You can use anything...I use cubanelles all the time, and poblanos as well. Stuff with cheese, and/or sausage, wrap in bacon, about 2 hours, ooo-la-la.


----------



## SmokinAl (Feb 22, 2011)

Yep the options are limitless, about 2-2 1/2 hours, and always wrap in thin bacon, it will get crispy.


----------



## pineywoods (Feb 22, 2011)

I have used lots of different kinds of peppers and they all seem to work well. As Al said they take a couple hours depending on smoker temps basically when the bacon is done to your tastes its ready


----------



## cycletrash (Feb 22, 2011)

once they are wrapped in bacon , anything taste good!


----------



## scarbelly (Feb 22, 2011)

Yup just stuff away and wrap in thin bacon and plan on about 2- 2 1/2 hours


----------



## ellymae (Feb 22, 2011)

Those are exactly what I use and they work great.


----------



## czarcastic (Feb 22, 2011)

If you can find them near you, try the sweet mini bell peppers.  They work great for ABT's!

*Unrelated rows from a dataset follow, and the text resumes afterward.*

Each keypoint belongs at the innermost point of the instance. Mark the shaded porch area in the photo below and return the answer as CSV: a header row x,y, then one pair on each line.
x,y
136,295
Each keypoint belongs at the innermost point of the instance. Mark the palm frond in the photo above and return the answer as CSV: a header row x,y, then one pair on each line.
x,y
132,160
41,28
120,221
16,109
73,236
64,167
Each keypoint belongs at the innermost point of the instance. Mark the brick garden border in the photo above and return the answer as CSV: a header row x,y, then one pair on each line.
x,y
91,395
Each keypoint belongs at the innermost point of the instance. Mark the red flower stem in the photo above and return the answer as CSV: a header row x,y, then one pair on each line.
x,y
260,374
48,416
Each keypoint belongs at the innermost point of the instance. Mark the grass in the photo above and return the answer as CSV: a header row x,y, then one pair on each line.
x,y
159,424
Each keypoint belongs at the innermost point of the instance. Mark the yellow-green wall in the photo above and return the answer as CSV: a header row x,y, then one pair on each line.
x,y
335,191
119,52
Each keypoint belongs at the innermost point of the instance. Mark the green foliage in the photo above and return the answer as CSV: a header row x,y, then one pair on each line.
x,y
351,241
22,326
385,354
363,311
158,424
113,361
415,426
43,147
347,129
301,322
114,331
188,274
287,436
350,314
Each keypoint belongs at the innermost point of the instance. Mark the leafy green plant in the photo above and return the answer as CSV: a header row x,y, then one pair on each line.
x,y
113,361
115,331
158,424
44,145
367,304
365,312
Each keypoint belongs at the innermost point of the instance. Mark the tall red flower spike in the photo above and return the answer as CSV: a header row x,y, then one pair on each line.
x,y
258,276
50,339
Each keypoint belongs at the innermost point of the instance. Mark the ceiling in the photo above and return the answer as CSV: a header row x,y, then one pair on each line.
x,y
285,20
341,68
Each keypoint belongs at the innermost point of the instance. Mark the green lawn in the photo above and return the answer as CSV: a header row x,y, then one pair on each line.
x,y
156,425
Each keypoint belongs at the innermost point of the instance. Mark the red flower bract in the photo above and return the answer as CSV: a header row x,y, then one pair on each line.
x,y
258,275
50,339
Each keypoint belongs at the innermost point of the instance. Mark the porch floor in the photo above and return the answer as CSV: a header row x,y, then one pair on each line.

I buy them at the grocery store in a 2# bag.  Costco sells them in a 1.5# plastic tray

It's a mix of red, yellow, and orange peppers that are about the size of a jalapeno, only they are sweet like bell peppers.


----------



## mole177 (Feb 22, 2011)

Czarcastic said:


> If you can find them near you, try the sweet mini bell peppers.  They work great for ABT's!
> 
> I buy them at the grocery store in a 2# bag.  Costco sells them in a 1.5# plastic tray
> 
> ...


----------



## realtorterry (Feb 22, 2011)

Yeah I use the mini bells for my wife too. Usually a cream cheese & monterey + rub mixture & wrap in bacon. Like Al & Jerry said when the bacons done they're done. Let us know what you did & don't forget the qview!!


----------



## rednecksmoker (Feb 22, 2011)

Czarcastic said:


> If you can find them near you, try the sweet mini bell peppers.  They work great for ABT's!
> 
> I buy them at the grocery store in a 2# bag.  Costco sells them in a 1.5# plastic tray
> 
> It's a mix of red, yellow, and orange peppers that are about the size of a jalapeno, only they are sweet like bell peppers.


I like to use these peppers too when I can find them.  I use cream cheese and a white cheddar in mine.


----------



## venture (Feb 26, 2011)

I see no reason you couldn't use any pepper you can eat.  I don't think those sweet bells would be Atomic, though.  I think you would just have BT's.


----------



## beer-b-q (Feb 26, 2011)

I have used these before,  I think they are the same...

http://s63.photobucket.com/albums/h151/pkcdirect/?action=view&current=MiniSweetPepper.jpg


----------